Saturday, October 25, 2008

A Commentary on the Necromancer War By Argus Tanglebeard

Though the Necromancer War lasted for less than a year, it would have a tremendous impact in, not only the Kingdom of Umberlyne, but the neighboring kingdoms as well. Indeed, ripples from the Necromancer war were felt all across our world. New species of undead creatures were loosed into the world, and terrible beings who only manifested occasionally, were now encountered with greater frequency. Even now, forty years later, the impact can be felt in many ways, not the least of which has been the birth of the tradition of cremation for the dead and the dissolution of the Necromancers Guild.

The war itself was characterized by mistaken assumptions and unpreparedness, particularly in the early battles. In hindsight, the lead-up to the war seems obvious, yet the key figures of the time missed several important warning signs.

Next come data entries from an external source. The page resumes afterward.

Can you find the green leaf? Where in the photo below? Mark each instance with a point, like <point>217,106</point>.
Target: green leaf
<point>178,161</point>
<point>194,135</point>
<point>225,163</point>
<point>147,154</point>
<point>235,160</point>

The rise of Gavin the Fair to the seat of Guild Master was a minor scandal at the time, but had much greater import. His methods were not only slanderous, but ruthless, as he systematically ostracized and cut off the previous Guild Master from his supporters. Unsubstantiated rumors imply that during his campaign for the Master’s seat key supporters of his rival disappeared. Perhaps most foretelling was Gavin’s platform of advanced research. Until the time of the Necromancer War, their guild had performed a scholarly and utilitarian function, and had much less influence in the affairs of Umberlyne than the more powerful parent guild of the wizards, or the Guardsmen Guild.

Gavin the Fair emphasized research into necromantic powers and beings, advocating deeper research into the celestial beings governing death, the process by which undead rose in the wild, and their powers. He claimed that the Necromancers Guild was being held back. But at that time, the Guild performed its functions perfectly: Raising the dead with respect and the permission of the deceased or their family for use in hazardous mining and construction, and even defense of the city, and the study of dangerous undead which rose outside the control of the guild, offering means and ways for the Guardsmen to dispatch them and safeguard Umberlyne. What more did the Necromancers need?

Power. Gavin made the search for greater power and prestige very apparent in his campaign for leadership of the guild, yet at the time no one thought to question to what use this power would be put.

After he won the Guild Master’s chair, things appeared to return to normal. The guild continued to perform its functions and the change in leadership had no external effect on the society of Umberlyne.

But as much as four months before the onset of the war, the Necromancers Guild became suspect in suspicious activities. Over the five years that Gavin the Fair was Guild Master of the Necromancers, communications between the Necromancers and Mages Guilds dropped forty percent without notice. But if their increasing secrecy went unnoticed, the grave robbery and the rise in disappearances amongst vagrants and travelers did not. However, it took months for the Guardsmen to link these events to agents of the Necromancers Guild with even the most tenuous threads.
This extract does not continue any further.